Conventional internal combustion engines may be equipped with a particulate filter, which is located in an exhaust pipe of the engine to retain and remove soot from the exhaust gas. During the normal operation of the engine, an electronic control unit (ECU) is generally provided for estimating an overall quantity of soot which is stored into the particulate filter and for activating a regeneration of the particulate filter, when the overall quantity of soot exceeds a maximum allowable amount thereof. The regeneration is generally achieved by operating the internal combustion engine in such a way to increase the temperature of the particulate filter up to a value that triggers the combustion of the accumulated soot.

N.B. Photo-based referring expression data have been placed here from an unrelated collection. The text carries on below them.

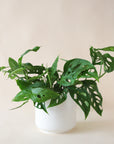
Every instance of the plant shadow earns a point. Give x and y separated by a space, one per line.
92 126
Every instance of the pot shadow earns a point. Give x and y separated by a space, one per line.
92 126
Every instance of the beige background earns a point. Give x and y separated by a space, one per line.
62 27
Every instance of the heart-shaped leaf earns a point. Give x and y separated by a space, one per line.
74 69
81 97
43 94
60 99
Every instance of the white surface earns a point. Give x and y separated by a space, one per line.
65 27
59 119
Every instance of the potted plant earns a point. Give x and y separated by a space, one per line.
55 92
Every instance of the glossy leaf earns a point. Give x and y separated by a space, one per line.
40 105
13 64
110 48
23 96
35 49
60 99
20 105
43 94
94 94
102 59
81 97
2 68
33 69
23 84
74 69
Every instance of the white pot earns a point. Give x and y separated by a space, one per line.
59 119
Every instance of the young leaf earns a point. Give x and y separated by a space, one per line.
13 64
35 49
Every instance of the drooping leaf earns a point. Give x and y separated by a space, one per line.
23 96
108 62
74 69
60 99
13 64
35 49
42 94
95 95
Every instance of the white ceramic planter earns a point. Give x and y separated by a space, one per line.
60 119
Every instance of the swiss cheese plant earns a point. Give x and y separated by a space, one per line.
79 78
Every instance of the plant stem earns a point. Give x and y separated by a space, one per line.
49 79
102 75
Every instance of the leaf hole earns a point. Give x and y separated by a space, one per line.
38 96
94 104
108 59
57 101
39 106
86 103
98 98
75 96
80 102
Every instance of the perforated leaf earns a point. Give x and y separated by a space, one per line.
22 96
74 69
81 97
42 94
95 95
60 99
102 59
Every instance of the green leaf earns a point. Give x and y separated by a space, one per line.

To estimate the overall quantity of soot stored into the particulate filter, the ECU needs to know the residual quantity of soot that was still present into the particulate filter at the end of last regeneration. This residual quantity of soot may be determined by the ECU in several different ways, one of which provides for determining, during the regeneration, the temperature and the mass flow rate of the exhaust gas at the inlet of the particulate filter. These parameters are then used as input of a calibration model that provides as output an estimation of a temperature inside the particulate filter. The estimated temperature is finally used to estimate the residual quantity of soot. However, the temperature estimation provided by the calibration model may be affected by a margin of error which is not always negligible, with the consequence that sometimes the estimation of the residual soot quantity and the correlated estimation of the overall soot quantity are not completely reliable.
To compensate for this unreliability, the maximum allowable level of soot that triggers the regeneration of the particulate filter must be maintained relatively small, thereby avoiding uncontrollable burning of soot but also increasing the number of regenerations and thus the fuel consumption and oil dilution.